6. Overlooked Insights

The Pretraining Data Exclusion Criteria Are a Quiet Signal About Camera Quality Standards

The paper excluded Open-X-Embodiment and DROID — two of the largest public robot datasets — explicitly because of "relatively low camera resolution." (Section 3.2). This is buried in a single sentence, but it has real implications. As the industry invests heavily in data collection infrastructure, this paper implicitly sets a minimum bar: sub-640×480 camera data may be actively harmful or useless for training world models. Teams running data collection pipelines with low-resolution cameras are accumulating an asset that may be excluded from the next generation of training runs. The industry shift toward higher-resolution perception hardware has a concrete technical justification here, not just a marketing one.

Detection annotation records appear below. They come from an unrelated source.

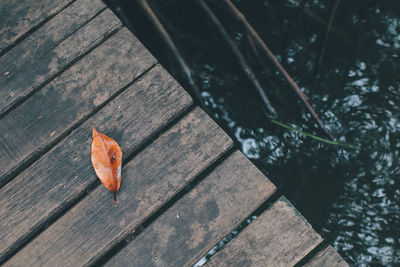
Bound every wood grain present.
[304,246,349,267]
[0,65,192,259]
[5,108,232,266]
[0,0,73,55]
[0,0,105,80]
[207,197,322,266]
[0,28,156,185]
[107,152,275,266]
[0,3,121,114]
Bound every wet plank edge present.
[6,108,232,265]
[0,65,192,264]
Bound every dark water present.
[104,0,400,266]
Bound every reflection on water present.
[106,0,400,266]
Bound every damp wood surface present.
[0,65,191,262]
[0,0,73,55]
[0,28,156,187]
[0,0,347,266]
[0,3,121,116]
[5,109,232,266]
[107,151,275,266]
[207,197,322,266]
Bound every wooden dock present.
[0,0,348,266]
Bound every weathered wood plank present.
[0,0,73,55]
[0,65,191,262]
[0,1,121,114]
[0,28,156,184]
[0,0,105,80]
[107,152,275,266]
[304,246,349,267]
[5,108,232,266]
[208,197,322,266]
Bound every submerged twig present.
[197,0,276,116]
[138,0,207,110]
[315,0,340,73]
[223,0,335,140]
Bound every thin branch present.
[138,0,207,111]
[315,0,340,73]
[223,0,335,140]
[282,0,309,48]
[197,0,276,116]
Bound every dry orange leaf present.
[91,127,122,204]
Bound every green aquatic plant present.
[270,119,361,150]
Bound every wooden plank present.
[0,0,105,80]
[107,152,276,266]
[0,0,73,55]
[304,246,349,267]
[5,108,232,266]
[0,65,191,262]
[207,197,322,266]
[0,28,156,184]
[0,1,117,114]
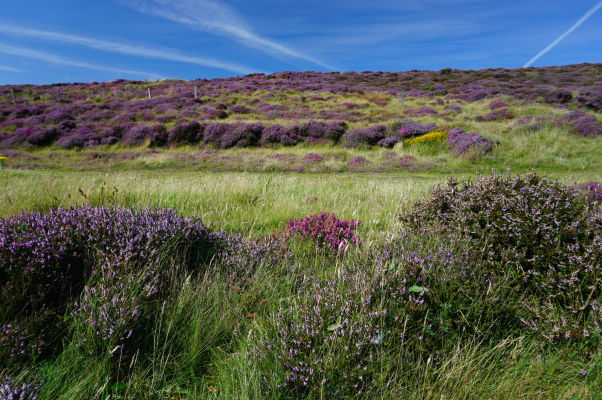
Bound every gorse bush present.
[404,131,447,144]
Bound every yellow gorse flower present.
[404,131,447,144]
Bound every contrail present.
[524,1,602,68]
[0,43,162,79]
[0,22,257,74]
[0,65,24,72]
[114,0,336,71]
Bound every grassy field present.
[0,83,602,400]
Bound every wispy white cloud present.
[0,43,162,79]
[115,0,336,70]
[525,1,602,67]
[0,22,257,74]
[0,64,24,72]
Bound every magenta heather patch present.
[303,153,324,163]
[285,212,361,253]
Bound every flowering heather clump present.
[489,101,508,110]
[395,119,437,139]
[403,106,439,117]
[122,124,153,145]
[404,131,447,144]
[447,128,496,155]
[343,125,387,147]
[399,156,416,169]
[303,153,324,163]
[347,156,370,165]
[253,268,390,398]
[294,121,347,141]
[0,207,215,362]
[260,125,297,146]
[27,128,59,146]
[0,376,41,400]
[230,104,252,114]
[558,111,602,137]
[285,212,361,253]
[445,105,462,113]
[377,136,403,149]
[167,121,205,146]
[219,123,263,149]
[251,236,480,398]
[573,182,602,207]
[475,108,514,122]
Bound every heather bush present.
[445,105,462,113]
[303,153,324,163]
[295,121,347,141]
[255,234,500,398]
[377,136,403,149]
[27,127,59,147]
[557,111,602,137]
[343,125,387,147]
[284,212,361,253]
[400,174,602,349]
[347,156,370,165]
[44,109,74,124]
[167,121,205,146]
[203,122,229,146]
[489,101,508,110]
[404,131,447,144]
[57,132,91,149]
[475,108,514,122]
[447,128,496,156]
[121,124,153,145]
[219,123,263,149]
[0,207,216,363]
[0,376,41,400]
[260,125,297,146]
[573,182,602,210]
[148,124,169,147]
[230,104,252,114]
[393,119,437,139]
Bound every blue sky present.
[0,0,602,84]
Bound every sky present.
[0,0,602,84]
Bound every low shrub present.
[447,128,496,156]
[393,119,437,139]
[400,174,602,349]
[343,125,387,147]
[284,212,361,253]
[404,131,447,144]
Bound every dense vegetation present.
[0,64,602,400]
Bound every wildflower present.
[404,131,447,144]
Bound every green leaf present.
[408,286,431,293]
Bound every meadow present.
[0,64,602,400]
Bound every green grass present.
[0,102,602,400]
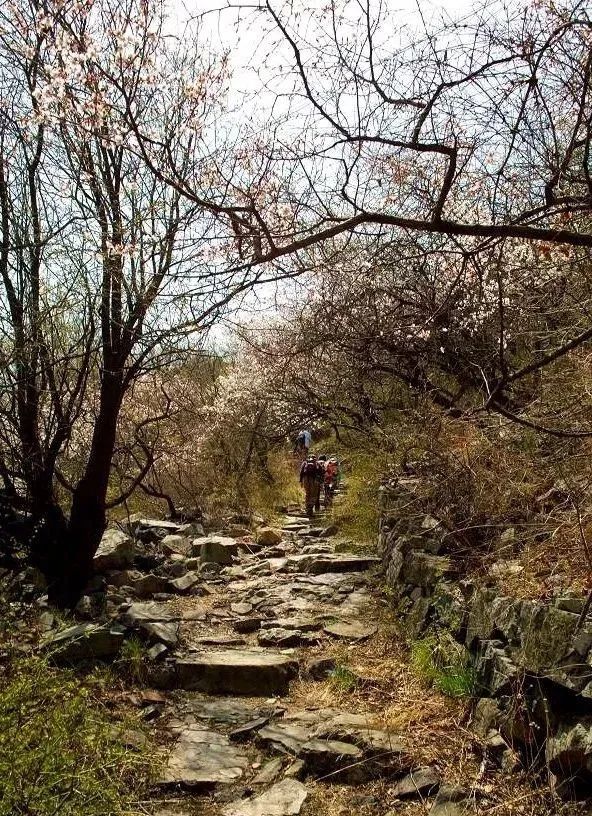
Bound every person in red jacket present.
[300,454,325,518]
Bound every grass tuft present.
[410,632,477,697]
[0,658,149,816]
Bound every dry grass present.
[286,602,589,816]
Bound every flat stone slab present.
[222,779,307,816]
[40,623,124,664]
[158,727,249,788]
[304,555,381,575]
[257,629,319,649]
[176,649,298,697]
[119,601,179,626]
[195,635,246,646]
[393,768,440,799]
[261,618,323,632]
[257,722,311,756]
[183,694,276,728]
[323,621,378,640]
[139,621,179,649]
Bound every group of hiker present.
[294,431,339,517]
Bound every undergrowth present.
[410,632,477,697]
[0,658,150,816]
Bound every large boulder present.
[93,529,135,572]
[160,534,191,556]
[257,527,282,547]
[177,649,298,697]
[200,536,238,565]
[157,726,249,789]
[401,550,450,587]
[222,776,307,816]
[41,623,125,665]
[546,717,592,779]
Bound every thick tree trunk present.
[50,373,123,608]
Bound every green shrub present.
[0,659,148,816]
[410,632,477,697]
[115,637,146,683]
[329,666,358,691]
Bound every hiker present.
[323,456,339,507]
[294,429,312,459]
[300,454,324,518]
[315,454,327,513]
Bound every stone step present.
[302,555,381,575]
[176,649,298,697]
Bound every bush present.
[410,632,477,697]
[0,659,148,816]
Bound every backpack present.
[325,462,337,482]
[303,462,319,476]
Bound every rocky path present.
[41,506,474,816]
[112,515,465,816]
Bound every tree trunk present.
[50,372,123,608]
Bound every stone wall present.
[379,479,592,795]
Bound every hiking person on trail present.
[294,429,312,459]
[323,456,339,507]
[300,454,324,518]
[315,454,327,512]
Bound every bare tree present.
[0,0,282,604]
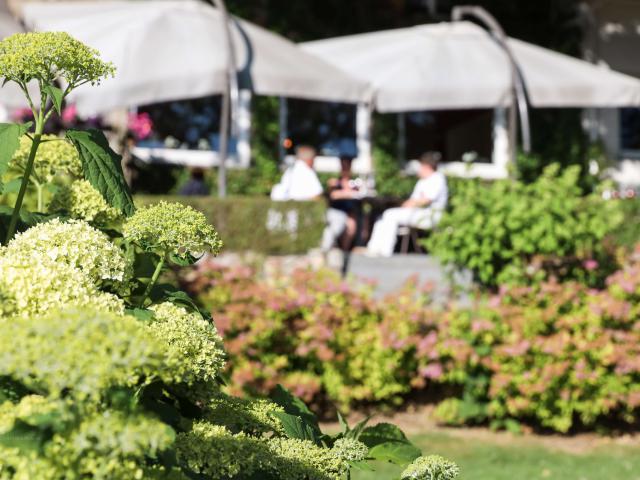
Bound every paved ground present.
[348,253,471,301]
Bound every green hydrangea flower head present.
[48,180,122,225]
[400,455,460,480]
[148,302,225,383]
[0,402,175,480]
[205,393,285,437]
[123,202,222,257]
[0,32,115,88]
[0,253,124,320]
[176,422,348,480]
[4,218,131,286]
[44,410,175,480]
[331,438,369,462]
[12,135,82,183]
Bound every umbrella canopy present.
[302,22,640,112]
[17,0,366,115]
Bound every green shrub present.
[189,264,436,410]
[0,33,444,480]
[191,246,640,432]
[438,249,640,432]
[427,165,623,287]
[136,196,326,255]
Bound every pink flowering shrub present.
[191,249,640,432]
[185,264,439,409]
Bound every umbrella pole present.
[278,97,289,165]
[211,0,238,198]
[451,5,531,171]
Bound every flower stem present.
[140,255,165,307]
[35,183,44,213]
[5,115,44,244]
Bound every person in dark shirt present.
[322,157,360,252]
[178,168,210,197]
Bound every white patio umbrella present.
[302,22,640,112]
[302,19,640,177]
[0,0,38,110]
[21,0,365,115]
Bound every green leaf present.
[338,412,349,434]
[66,129,135,216]
[347,460,376,472]
[0,122,31,192]
[125,308,154,323]
[272,412,320,445]
[0,205,60,238]
[358,423,410,448]
[271,385,320,433]
[347,415,371,440]
[169,253,202,267]
[4,177,22,193]
[369,442,422,465]
[42,85,64,115]
[150,283,205,319]
[0,420,50,453]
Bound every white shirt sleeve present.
[411,172,448,209]
[289,162,323,201]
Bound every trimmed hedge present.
[135,195,326,255]
[189,248,640,433]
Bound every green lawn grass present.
[352,433,640,480]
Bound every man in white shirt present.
[367,152,449,257]
[271,145,348,253]
[271,145,323,202]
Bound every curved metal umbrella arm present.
[212,0,240,134]
[211,0,239,198]
[451,5,531,153]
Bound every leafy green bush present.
[439,251,640,432]
[0,33,450,480]
[190,249,640,432]
[136,196,326,255]
[427,165,623,287]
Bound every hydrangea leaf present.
[124,308,154,323]
[272,385,320,432]
[347,460,376,472]
[42,85,64,115]
[0,122,32,192]
[4,177,22,193]
[272,412,320,445]
[358,423,410,448]
[369,442,422,465]
[0,420,47,453]
[67,129,135,216]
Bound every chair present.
[398,226,426,255]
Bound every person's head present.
[191,167,204,180]
[418,152,442,178]
[340,155,353,176]
[296,145,316,168]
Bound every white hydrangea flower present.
[48,180,122,224]
[400,455,460,480]
[0,249,124,316]
[331,438,369,462]
[149,302,225,383]
[4,219,130,286]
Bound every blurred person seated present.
[367,152,449,257]
[178,167,210,197]
[271,145,324,202]
[271,145,348,260]
[321,156,360,252]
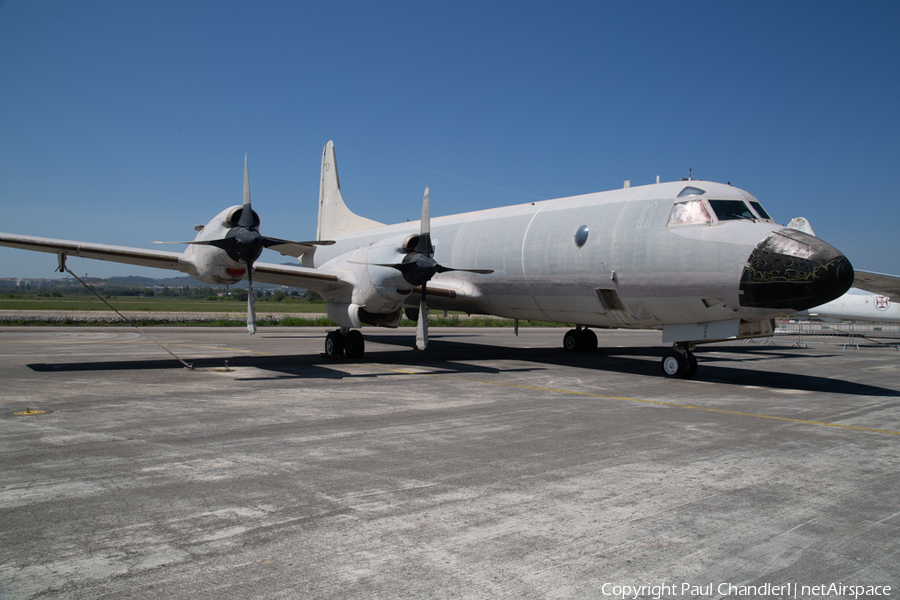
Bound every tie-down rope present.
[57,252,194,371]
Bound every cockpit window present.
[750,202,772,221]
[669,200,710,227]
[709,200,756,221]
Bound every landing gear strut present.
[563,325,597,352]
[662,342,697,379]
[325,327,366,358]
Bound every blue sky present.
[0,0,900,277]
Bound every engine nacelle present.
[184,205,253,285]
[322,235,420,328]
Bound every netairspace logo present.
[600,582,891,600]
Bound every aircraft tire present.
[662,350,690,379]
[344,329,366,358]
[325,331,344,357]
[581,329,597,352]
[563,329,581,352]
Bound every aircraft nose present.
[740,228,853,311]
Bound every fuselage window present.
[575,225,591,248]
[709,200,756,221]
[750,202,772,221]
[669,200,710,227]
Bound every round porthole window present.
[575,225,591,248]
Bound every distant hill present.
[0,274,303,290]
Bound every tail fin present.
[316,142,383,240]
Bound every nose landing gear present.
[662,342,697,379]
[563,325,597,352]
[325,328,366,358]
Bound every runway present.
[0,327,900,600]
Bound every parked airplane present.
[793,289,900,323]
[0,142,888,378]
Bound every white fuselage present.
[307,181,796,338]
[799,293,900,323]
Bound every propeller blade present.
[416,187,434,256]
[238,154,253,230]
[247,264,256,335]
[437,265,494,275]
[416,283,428,350]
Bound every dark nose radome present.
[740,229,853,311]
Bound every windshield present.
[669,200,710,227]
[709,200,756,221]
[750,202,772,221]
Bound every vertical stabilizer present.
[316,142,383,240]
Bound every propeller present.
[154,154,334,335]
[366,187,494,350]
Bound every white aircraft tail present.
[316,141,383,240]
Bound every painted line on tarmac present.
[0,338,277,356]
[370,365,900,435]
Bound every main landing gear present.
[662,342,697,379]
[325,327,366,358]
[563,325,597,352]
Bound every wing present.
[0,233,351,291]
[0,233,188,273]
[853,270,900,302]
[253,262,352,292]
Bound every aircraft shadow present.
[27,334,900,397]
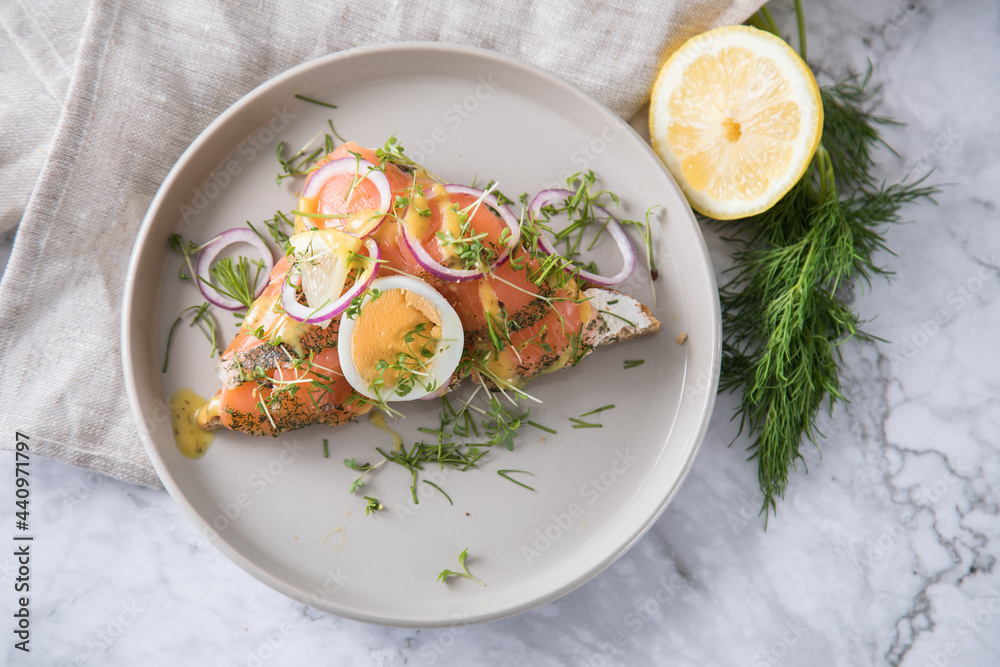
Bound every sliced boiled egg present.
[337,276,465,402]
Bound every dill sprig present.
[206,255,267,308]
[438,548,486,586]
[720,3,937,525]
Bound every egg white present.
[337,276,465,402]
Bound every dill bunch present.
[720,7,937,525]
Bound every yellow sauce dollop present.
[169,388,215,459]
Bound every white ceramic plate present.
[122,44,720,626]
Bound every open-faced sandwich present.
[188,143,659,435]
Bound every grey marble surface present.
[0,0,1000,667]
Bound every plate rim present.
[120,41,722,628]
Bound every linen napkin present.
[0,0,762,487]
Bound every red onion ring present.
[301,157,392,236]
[528,188,638,287]
[281,239,382,324]
[400,184,521,283]
[195,227,274,310]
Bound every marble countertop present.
[0,0,1000,667]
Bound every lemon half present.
[649,26,823,220]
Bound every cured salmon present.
[197,142,659,436]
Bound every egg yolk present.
[351,289,441,389]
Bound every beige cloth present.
[0,0,761,486]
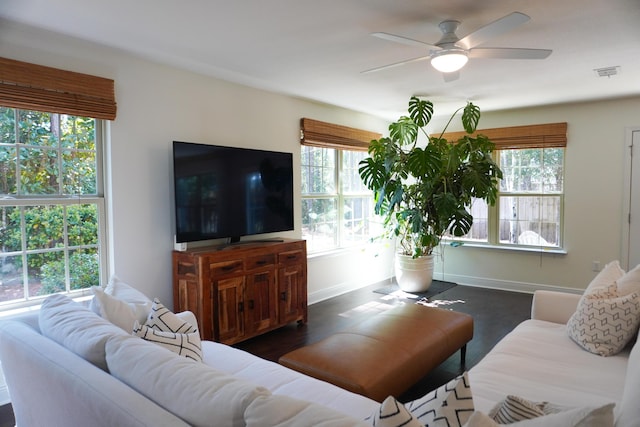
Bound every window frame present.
[443,122,567,254]
[301,146,374,255]
[0,110,108,315]
[300,117,382,255]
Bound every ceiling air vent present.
[593,65,620,77]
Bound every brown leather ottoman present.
[279,304,473,402]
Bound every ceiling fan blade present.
[456,12,531,49]
[468,47,553,59]
[442,71,460,83]
[360,55,430,74]
[371,33,440,50]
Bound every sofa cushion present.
[145,298,198,334]
[244,395,368,427]
[465,403,614,427]
[106,335,270,426]
[616,341,640,427]
[89,275,152,333]
[617,264,640,295]
[38,294,128,371]
[405,372,474,427]
[567,283,640,356]
[133,321,202,362]
[584,260,624,295]
[90,286,149,333]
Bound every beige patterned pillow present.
[567,283,640,356]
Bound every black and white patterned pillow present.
[145,298,198,334]
[133,321,202,362]
[567,283,640,356]
[405,372,474,427]
[489,395,553,424]
[365,396,424,427]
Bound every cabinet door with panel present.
[245,268,278,335]
[208,258,246,342]
[278,249,307,323]
[173,239,307,344]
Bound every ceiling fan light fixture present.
[431,49,469,73]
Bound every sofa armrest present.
[176,311,200,330]
[531,291,582,324]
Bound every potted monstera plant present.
[359,97,502,292]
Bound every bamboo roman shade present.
[300,118,382,151]
[0,57,116,120]
[443,123,567,150]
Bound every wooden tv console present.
[173,239,307,344]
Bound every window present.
[301,119,380,253]
[301,146,373,252]
[0,107,104,305]
[0,57,116,310]
[445,123,566,248]
[497,148,564,248]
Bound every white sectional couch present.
[0,262,640,427]
[0,296,379,427]
[469,291,640,427]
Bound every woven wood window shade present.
[0,57,116,120]
[300,118,382,151]
[443,123,567,150]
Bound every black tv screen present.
[173,141,293,243]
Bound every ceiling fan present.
[363,12,551,81]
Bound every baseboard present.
[307,279,391,305]
[0,384,11,406]
[308,272,583,305]
[433,272,583,294]
[0,364,11,406]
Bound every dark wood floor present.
[236,284,532,402]
[0,283,531,427]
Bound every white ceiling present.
[0,0,640,119]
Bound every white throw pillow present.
[567,283,640,356]
[244,395,370,427]
[367,396,422,427]
[405,372,474,427]
[106,335,270,427]
[133,321,202,362]
[584,260,624,295]
[145,298,198,334]
[38,294,129,371]
[105,275,151,306]
[91,286,150,332]
[617,264,640,295]
[464,403,615,427]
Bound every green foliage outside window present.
[0,107,102,301]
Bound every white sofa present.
[0,272,640,427]
[0,300,379,427]
[469,291,640,427]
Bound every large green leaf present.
[358,157,387,190]
[449,209,473,237]
[409,96,433,127]
[462,102,480,133]
[389,116,418,145]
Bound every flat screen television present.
[173,141,293,243]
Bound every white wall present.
[434,97,640,291]
[0,19,640,302]
[0,23,388,305]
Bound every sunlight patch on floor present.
[338,301,397,317]
[416,299,465,307]
[380,290,420,300]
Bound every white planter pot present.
[395,254,433,292]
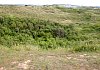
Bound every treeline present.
[0,15,100,51]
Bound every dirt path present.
[0,51,100,70]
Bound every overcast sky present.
[0,0,100,6]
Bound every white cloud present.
[0,0,100,6]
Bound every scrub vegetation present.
[0,5,100,70]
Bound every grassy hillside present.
[0,6,100,52]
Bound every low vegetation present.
[0,6,100,52]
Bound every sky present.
[0,0,100,6]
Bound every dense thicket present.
[0,16,100,51]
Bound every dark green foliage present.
[0,16,100,52]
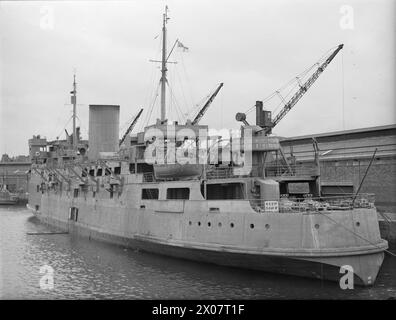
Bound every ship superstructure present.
[28,6,387,285]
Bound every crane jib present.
[265,44,344,132]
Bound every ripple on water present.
[0,207,396,299]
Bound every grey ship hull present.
[28,192,387,286]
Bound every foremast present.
[161,6,169,121]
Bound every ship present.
[0,185,19,205]
[27,9,388,286]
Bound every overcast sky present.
[0,0,396,155]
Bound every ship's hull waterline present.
[28,201,387,286]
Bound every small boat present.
[0,185,18,205]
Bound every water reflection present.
[0,207,396,299]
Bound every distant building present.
[281,125,396,212]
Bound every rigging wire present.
[56,116,73,138]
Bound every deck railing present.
[249,193,375,213]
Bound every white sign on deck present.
[264,201,279,212]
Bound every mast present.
[70,74,78,150]
[161,6,169,121]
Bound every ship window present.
[69,207,78,221]
[166,188,190,200]
[201,182,245,200]
[142,188,159,199]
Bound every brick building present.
[281,125,396,212]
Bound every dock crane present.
[191,83,224,125]
[235,44,344,135]
[119,108,143,146]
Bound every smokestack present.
[88,105,120,160]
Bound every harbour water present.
[0,206,396,299]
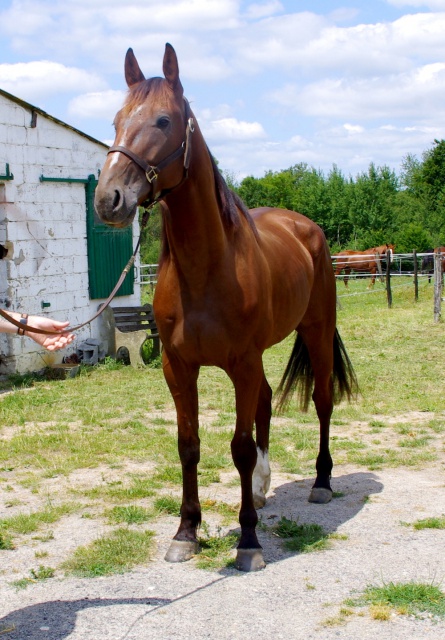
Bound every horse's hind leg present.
[252,374,272,509]
[297,322,335,503]
[229,353,265,571]
[163,350,201,562]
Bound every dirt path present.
[0,463,445,640]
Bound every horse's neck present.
[164,144,227,284]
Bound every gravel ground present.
[0,456,445,640]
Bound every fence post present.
[413,249,419,302]
[434,251,442,322]
[386,250,392,309]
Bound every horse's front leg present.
[230,357,265,571]
[252,374,272,509]
[163,350,201,562]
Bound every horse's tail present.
[276,329,358,412]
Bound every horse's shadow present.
[236,472,383,564]
[0,472,383,640]
[0,598,172,640]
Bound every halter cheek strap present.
[108,117,195,201]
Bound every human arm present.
[0,311,75,351]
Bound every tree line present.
[141,140,445,263]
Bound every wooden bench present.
[104,304,161,367]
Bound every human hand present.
[23,316,75,351]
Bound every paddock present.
[0,276,445,640]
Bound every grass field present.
[0,278,445,575]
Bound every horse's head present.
[94,44,193,227]
[386,244,396,262]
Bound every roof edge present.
[0,89,110,149]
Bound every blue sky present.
[0,0,445,180]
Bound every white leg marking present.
[252,447,270,509]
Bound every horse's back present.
[250,207,329,260]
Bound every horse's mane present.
[124,77,166,110]
[207,147,257,235]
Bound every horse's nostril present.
[113,190,121,209]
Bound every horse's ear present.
[125,49,145,87]
[162,42,182,92]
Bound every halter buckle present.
[145,167,159,184]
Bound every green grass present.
[105,505,153,525]
[0,278,445,573]
[412,516,445,531]
[352,582,445,618]
[62,529,153,578]
[0,503,81,534]
[196,522,239,571]
[274,516,329,553]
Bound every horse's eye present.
[156,116,170,129]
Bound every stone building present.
[0,90,140,373]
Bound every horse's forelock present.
[124,77,171,111]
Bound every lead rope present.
[0,206,154,336]
[0,106,195,336]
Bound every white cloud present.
[386,0,445,11]
[201,118,266,142]
[243,0,284,20]
[68,90,125,121]
[0,60,104,101]
[268,63,445,121]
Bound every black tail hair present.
[275,329,359,412]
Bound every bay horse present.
[95,43,357,571]
[332,244,395,287]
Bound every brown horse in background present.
[332,244,395,287]
[95,44,356,571]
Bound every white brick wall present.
[0,93,140,373]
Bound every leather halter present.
[0,103,195,336]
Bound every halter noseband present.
[107,108,195,205]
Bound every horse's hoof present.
[164,540,199,562]
[235,549,266,571]
[309,487,332,504]
[253,495,266,509]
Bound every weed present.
[105,505,153,524]
[196,522,239,571]
[354,582,445,619]
[0,532,15,551]
[273,516,329,553]
[31,564,55,580]
[412,515,445,530]
[62,529,154,578]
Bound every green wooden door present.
[85,175,134,300]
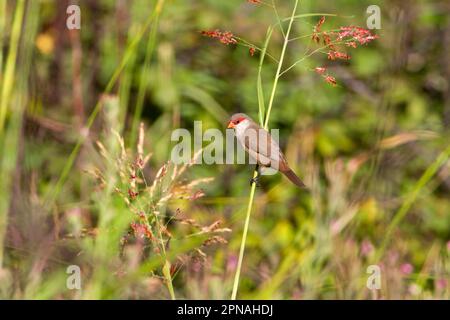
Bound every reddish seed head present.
[314,67,327,74]
[201,30,237,45]
[328,51,351,60]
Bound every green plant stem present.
[231,0,298,300]
[373,142,450,263]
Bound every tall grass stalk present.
[374,142,450,263]
[231,0,298,300]
[130,0,165,146]
[44,4,165,207]
[0,0,25,136]
[0,0,7,88]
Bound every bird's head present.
[227,113,250,129]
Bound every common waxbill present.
[228,113,306,188]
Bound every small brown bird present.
[228,113,306,188]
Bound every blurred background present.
[0,0,450,299]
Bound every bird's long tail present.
[283,169,307,189]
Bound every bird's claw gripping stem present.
[250,165,261,187]
[250,175,261,187]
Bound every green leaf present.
[256,26,273,126]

The VLM Size Threshold Is Surprisingly Accessible

The appendix evaluation of VLM planner performance across model sizes (Figure 13) reveals that Qwen3-VL-8B achieves competitive subtask planning accuracy — nearly matching Qwen2.5-VL-32B — while Qwen2.5-VL-7B drops significantly. This is a practically useful finding that doesn't appear in the main results. "Both Qwen2.5-VL-32B and Qwen3-VL-8B achieve competitive performance, effectively steering the robot through complex tasks. Conversely, the significant performance drop observed with the smaller Qwen2.5-VL-7B model validates the discriminative nature of our benchmark." (Section A.4). For teams designing inference stacks: an 8B VLM appears to be the current minimum viable planner for complex manipulation tasks. This has direct implications for cloud compute cost modeling — you likely don't need a 70B+ model in the planning loop.